Intimidating Brokaw and Stephanopoulos

September 7th, 2008 52 comments

Tom Brokaw is a liar. He told the New York Times on Saturday that he was not intimidated by the Republican attacks on the media last week.

Mr. Brokaw said he was subjected to some “good natured ribbing, friendly fist-shaking,” in the hall, but “nothing out of the ordinary,” or, for that matter, nothing that would impede him from discharging his normal celebrity duties.

Stephanopoulos mouthed the same cliches last week that he was not part of any “media elite”. But this morning on Meet The Press and This Week Brokaw and Stephanopoulos might have just as well have been reading a script written by John McCain’s campaign staff as they interviewed Biden and Obama.

MR. BROKAW: I want to move on in a moment, but there’s another headline that appeared in the New York Post. Oprah Winfrey decided not to have Sarah Palin on the show before the election. “No-Prah!” That’s the New York Post headline. “TV first lady’s Palin insult,” as they called it. Oprah did come out for Barack Obama, did have him on the show. Do you think that some people will see that as an elitist position, that in some ways Democrats may be afraid of her, Sarah Palin?

Stephanopoulous asked an equally “Drudge” question early in the Obama interview about the Saddleback Forum and abortion.

ABC News’ George Stephanopoulos Reports: Democratic presidential nominee Sen. Barack Obama, D-Ill., admitted this weekend that his response on the definition of human life at Rick Warren’s Saddleback Forum was “probably” too flip.

When asked at what point a baby gains human rights, Obama said last month “that whether you’re looking at it from a theological perspective or a scientific perspective, answering that question with specificity, you know, is above my pay grade.”

But in an exclusive “This Week” interview airing this morning, Obama told Stephanopoulos “what I intended to say is that, as a Christian, I have a lot of humility…all I meant to communicate was that I don’t presume to be able to answer these kinds of theological questions.”

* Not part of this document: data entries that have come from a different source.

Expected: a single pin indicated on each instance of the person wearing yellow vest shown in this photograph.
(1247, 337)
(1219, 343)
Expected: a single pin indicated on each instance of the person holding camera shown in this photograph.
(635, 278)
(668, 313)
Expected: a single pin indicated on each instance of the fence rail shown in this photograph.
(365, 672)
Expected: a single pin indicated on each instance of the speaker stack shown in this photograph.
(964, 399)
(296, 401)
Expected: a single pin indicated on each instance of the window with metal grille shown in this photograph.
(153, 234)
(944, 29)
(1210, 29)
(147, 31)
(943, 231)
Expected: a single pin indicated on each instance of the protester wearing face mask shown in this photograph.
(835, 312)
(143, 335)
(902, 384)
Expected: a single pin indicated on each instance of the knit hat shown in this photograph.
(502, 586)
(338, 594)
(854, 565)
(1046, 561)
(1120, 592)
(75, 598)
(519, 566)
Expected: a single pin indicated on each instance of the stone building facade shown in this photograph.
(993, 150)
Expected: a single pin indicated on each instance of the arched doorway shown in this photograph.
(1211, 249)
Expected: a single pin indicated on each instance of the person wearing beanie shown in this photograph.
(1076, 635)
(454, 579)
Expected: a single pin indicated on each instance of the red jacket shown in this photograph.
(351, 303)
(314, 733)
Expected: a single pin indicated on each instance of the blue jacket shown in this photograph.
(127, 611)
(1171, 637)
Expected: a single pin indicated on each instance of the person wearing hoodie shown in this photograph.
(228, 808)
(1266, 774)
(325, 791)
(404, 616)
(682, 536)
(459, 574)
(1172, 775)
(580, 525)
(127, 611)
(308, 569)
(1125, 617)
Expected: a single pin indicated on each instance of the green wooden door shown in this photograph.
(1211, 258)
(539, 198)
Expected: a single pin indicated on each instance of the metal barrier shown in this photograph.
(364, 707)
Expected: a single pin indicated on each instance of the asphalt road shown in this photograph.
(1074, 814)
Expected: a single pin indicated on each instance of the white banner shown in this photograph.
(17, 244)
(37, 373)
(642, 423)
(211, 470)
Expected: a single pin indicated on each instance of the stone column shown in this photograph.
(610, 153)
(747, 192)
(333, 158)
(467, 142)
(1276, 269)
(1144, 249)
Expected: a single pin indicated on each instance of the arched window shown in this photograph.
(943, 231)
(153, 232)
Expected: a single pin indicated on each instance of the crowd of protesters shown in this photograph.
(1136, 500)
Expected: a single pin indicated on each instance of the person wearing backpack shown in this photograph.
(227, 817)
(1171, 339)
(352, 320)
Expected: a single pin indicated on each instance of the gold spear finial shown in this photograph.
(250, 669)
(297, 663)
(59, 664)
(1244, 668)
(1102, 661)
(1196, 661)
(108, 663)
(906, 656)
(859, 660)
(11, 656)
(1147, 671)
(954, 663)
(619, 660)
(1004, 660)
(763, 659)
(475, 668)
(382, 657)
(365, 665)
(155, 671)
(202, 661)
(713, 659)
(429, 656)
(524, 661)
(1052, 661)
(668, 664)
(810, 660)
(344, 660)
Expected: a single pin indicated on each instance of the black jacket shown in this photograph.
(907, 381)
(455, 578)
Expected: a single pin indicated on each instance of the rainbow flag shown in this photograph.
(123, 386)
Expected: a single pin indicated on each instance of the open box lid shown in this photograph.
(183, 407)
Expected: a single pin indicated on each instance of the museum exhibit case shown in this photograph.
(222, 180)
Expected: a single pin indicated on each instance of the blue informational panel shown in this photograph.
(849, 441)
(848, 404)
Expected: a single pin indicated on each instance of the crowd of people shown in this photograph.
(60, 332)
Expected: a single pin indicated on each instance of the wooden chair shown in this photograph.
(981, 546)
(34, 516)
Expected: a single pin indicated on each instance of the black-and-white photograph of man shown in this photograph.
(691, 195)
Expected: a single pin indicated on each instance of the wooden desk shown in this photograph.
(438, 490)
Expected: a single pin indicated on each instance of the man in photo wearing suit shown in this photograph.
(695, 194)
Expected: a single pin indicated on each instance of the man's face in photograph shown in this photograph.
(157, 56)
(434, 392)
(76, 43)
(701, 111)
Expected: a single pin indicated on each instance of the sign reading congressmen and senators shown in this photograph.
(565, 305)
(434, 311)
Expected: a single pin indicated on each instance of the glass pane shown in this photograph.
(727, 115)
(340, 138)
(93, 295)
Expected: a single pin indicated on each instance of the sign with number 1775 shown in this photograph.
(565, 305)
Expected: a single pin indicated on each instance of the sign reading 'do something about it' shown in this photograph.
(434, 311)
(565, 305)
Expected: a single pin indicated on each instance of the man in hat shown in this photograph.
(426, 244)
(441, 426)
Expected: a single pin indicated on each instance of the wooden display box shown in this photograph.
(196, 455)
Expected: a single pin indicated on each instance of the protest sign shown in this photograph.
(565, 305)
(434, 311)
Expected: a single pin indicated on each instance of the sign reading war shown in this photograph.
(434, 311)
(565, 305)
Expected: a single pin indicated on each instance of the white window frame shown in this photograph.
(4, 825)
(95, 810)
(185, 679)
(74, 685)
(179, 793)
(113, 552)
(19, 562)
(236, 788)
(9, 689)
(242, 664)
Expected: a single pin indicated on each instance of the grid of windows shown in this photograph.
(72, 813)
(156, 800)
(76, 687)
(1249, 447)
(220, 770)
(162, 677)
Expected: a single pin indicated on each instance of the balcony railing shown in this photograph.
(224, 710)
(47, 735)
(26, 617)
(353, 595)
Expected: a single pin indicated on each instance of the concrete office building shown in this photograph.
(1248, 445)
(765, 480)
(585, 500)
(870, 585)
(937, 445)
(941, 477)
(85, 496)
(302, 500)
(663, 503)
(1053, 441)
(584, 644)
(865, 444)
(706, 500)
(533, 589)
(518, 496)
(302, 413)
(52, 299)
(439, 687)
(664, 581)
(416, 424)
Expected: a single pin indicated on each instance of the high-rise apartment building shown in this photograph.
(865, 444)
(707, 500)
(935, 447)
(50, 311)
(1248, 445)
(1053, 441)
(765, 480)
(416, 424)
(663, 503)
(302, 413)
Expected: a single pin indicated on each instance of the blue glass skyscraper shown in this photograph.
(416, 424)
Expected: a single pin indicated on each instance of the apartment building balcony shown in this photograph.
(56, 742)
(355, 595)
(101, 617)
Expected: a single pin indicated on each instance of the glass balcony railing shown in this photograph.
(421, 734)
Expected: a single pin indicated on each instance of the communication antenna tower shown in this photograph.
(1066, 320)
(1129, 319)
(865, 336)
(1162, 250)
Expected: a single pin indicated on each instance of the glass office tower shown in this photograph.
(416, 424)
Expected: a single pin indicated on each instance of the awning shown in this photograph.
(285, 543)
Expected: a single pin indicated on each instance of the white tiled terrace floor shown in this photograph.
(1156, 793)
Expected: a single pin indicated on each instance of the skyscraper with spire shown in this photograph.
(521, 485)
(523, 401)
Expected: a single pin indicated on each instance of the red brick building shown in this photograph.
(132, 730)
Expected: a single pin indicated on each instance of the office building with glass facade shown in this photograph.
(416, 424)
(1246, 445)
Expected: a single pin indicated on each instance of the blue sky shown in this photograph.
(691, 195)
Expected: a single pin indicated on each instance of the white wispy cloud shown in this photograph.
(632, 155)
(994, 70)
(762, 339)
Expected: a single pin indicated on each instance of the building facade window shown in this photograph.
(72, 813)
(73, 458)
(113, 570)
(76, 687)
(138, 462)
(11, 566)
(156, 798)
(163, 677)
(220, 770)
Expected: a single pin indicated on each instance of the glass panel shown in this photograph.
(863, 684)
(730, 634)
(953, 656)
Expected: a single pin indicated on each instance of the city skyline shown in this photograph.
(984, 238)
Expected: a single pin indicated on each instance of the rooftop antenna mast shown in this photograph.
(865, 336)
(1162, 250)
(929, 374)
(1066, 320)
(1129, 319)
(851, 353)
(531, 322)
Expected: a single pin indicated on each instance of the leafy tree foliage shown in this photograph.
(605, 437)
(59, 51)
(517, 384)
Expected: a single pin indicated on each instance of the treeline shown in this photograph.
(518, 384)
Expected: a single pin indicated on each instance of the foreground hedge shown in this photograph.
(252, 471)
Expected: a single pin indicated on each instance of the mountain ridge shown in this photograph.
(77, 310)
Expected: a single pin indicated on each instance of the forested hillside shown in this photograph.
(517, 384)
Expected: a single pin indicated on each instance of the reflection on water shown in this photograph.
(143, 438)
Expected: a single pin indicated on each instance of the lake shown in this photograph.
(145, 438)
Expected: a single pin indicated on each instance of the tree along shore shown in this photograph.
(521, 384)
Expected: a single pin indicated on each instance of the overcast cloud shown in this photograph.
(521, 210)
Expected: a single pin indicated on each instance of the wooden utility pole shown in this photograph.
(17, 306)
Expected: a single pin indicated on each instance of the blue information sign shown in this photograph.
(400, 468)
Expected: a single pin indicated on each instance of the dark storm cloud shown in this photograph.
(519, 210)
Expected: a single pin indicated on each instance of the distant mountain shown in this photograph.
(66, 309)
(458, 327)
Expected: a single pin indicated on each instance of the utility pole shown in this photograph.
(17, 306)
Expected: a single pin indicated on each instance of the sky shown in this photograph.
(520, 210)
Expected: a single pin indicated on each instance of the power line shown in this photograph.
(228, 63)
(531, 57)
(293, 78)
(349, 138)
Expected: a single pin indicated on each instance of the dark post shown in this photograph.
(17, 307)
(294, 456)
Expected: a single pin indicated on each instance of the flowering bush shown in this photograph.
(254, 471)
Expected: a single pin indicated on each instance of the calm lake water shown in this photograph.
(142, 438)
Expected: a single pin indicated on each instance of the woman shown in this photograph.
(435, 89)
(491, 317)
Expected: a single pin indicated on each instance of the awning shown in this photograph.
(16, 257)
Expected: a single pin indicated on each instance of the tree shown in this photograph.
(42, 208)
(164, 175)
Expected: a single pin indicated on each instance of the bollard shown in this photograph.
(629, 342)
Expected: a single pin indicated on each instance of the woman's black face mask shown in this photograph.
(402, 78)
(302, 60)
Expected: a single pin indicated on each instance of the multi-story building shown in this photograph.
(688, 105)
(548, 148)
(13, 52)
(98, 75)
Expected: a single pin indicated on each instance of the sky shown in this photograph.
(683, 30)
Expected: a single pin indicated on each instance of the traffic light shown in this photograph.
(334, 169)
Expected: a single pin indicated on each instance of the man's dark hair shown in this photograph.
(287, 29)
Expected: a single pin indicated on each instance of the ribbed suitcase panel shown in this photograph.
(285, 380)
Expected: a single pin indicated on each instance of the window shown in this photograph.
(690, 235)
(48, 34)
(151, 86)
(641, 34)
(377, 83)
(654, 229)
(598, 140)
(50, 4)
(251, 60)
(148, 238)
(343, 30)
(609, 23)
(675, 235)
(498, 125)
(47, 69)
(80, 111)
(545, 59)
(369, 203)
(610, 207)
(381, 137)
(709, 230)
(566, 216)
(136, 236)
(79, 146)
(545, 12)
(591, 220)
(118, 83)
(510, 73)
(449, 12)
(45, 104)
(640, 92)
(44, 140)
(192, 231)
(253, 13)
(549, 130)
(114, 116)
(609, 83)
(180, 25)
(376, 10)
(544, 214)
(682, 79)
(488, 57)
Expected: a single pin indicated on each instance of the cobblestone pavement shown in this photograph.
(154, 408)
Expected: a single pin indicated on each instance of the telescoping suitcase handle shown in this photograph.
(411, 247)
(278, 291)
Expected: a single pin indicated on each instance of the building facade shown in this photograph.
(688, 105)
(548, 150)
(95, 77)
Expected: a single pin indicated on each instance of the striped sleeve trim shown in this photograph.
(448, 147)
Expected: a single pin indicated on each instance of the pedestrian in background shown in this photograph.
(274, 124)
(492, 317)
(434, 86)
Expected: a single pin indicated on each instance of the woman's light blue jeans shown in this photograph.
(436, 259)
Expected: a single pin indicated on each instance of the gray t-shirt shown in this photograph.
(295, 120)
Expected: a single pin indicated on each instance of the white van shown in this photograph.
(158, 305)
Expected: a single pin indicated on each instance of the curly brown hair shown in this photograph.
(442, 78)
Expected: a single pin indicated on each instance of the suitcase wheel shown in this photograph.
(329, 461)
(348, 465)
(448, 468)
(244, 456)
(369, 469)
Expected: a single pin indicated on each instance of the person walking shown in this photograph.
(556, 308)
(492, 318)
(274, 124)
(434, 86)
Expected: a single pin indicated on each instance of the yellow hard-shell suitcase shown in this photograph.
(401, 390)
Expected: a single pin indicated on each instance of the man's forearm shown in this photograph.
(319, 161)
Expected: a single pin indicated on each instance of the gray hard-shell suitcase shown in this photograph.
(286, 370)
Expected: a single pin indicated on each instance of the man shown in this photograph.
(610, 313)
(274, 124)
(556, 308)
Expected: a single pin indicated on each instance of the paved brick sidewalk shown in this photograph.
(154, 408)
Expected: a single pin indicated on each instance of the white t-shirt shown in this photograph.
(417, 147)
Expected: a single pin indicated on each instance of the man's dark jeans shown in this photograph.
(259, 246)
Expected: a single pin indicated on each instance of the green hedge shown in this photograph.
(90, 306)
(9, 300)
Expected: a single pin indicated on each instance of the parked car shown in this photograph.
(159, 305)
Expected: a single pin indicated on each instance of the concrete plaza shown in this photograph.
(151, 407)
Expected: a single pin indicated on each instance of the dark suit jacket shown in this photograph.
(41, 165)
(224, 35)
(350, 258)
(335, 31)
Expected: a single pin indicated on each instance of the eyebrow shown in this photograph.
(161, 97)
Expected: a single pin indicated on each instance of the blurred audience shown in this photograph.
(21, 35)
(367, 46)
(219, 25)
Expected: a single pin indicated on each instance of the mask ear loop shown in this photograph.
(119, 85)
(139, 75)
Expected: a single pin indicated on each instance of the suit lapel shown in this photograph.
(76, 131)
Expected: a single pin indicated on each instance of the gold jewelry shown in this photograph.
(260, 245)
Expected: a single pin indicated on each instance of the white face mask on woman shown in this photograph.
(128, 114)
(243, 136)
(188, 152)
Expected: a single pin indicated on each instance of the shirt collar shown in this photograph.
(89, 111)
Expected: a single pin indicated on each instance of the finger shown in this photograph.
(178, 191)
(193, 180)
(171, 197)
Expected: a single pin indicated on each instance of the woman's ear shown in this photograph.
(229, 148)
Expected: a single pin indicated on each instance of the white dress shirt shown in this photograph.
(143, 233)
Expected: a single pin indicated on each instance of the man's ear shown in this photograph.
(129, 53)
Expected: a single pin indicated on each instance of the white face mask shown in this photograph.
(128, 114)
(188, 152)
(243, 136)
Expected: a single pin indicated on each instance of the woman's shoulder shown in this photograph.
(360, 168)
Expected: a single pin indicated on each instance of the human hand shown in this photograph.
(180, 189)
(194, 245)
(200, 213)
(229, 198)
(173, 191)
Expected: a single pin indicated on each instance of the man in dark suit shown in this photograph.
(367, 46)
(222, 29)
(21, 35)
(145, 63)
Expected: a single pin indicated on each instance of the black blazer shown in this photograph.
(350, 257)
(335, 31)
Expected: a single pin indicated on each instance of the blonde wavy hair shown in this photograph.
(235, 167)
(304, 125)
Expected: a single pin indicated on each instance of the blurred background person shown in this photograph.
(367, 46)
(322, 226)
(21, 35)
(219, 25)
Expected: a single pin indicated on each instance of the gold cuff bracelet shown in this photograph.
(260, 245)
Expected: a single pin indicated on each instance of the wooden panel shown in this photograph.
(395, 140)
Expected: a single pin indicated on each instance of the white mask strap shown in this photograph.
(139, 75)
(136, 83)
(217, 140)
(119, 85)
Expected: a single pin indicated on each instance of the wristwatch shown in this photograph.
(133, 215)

It’s very clear. Republican intimidation of the media works. We saw it leading up to the invasion of Iraq, when every one of the networks was afraid to question Bush on the reasons for war. Guys like Brokaw and Stephanopoulos talk a good game, but they are total pussies when the party in power calls them out. Although both Obama and Biden handled the hostile questions well, it was clear that NBC and ABC were trying to placate the Republicans. Later this week Sarah Palin will be interviewed by “Softball Charlie” Gibson. He’s even more easily cowed than Tom and George. Once that’s done, they can say that Sarah has been vetted by the media and she won’t have to have a press conference.

Olympic Reflections

August 25th, 2008 14 comments
U.S. Olympic Women's Basketball

U.S. Olympic Women

When trying to put down my thoughts about the meaning of the Beijing Olympics, I keep getting drawn back to this picture of Cappie Pondexter jumping on teammate Diana Taurasi in celebration of the U.S. Womens Gold Medal victory in Basketball–”She ain’t heavy, she’s my sister”–as the old song almost went. The Olympics show off the wonderful potpourri of races and ethnicities that is 21st Century America. Part of our joy that kept us transfixed to the screen for the past two weeks is a celebration of our diversity. What ever the talk from the pundit class about the incipient racism that may be impeding Obama’s campaign, I’m not buying it.

Media Effects

NBC won the lottery as far as the last two weeks went. Dick Ebersol, Pres. of NBC Sports explains.

As the Games neared, ad sales picked up — and, after the Games started off so well, they exploded. Mr. Ebersol said that in the end it may have been NBC’s good fortune that the country was going through some tough times.

“The economy was so dark,” Mr. Ebersol said. “But with $4 a gallon gas, more people were staying home. Many fewer were taking vacations.”

That made people both more available and more susceptible to the pull of the Olympics.

“When these Games came along, it was really at a point where the country was just ready for something they could really get crazy about,” he said.

Equally important for those of us that study digital technology, NBC put up 2200 hours of online video and had 72 million videos streamed in the U.S.

China

Despite what the China naysayers will tell you, I think the Olympics was a big win for China. As Nick Kristoff reported yesterday, Chinese Internet censorship is loosening and I don’t think this process will stop after the games. Chinese pride at no longer being regarded as “the sick man of Asia”, will allow this opening to continue. This is not to say that China is not going to be encountering economic headwinds as I wrote yesterday. The Wall Street Journal outlined three big problems for China in the next few years.

“Americans who worry that China might overtake the United States are worrying about the wrong thing,” U.S. Treasury Secretary Henry Paulson wrote in an article published last week. “Serious troubles in China’s economy could threaten the stability of the U.S. and global economies.”

Three challenges especially stand out for the Chinese: The nation’s changing work force, a widening in the gap between rich and poor and severely constrained supplies of energy and environmental resources.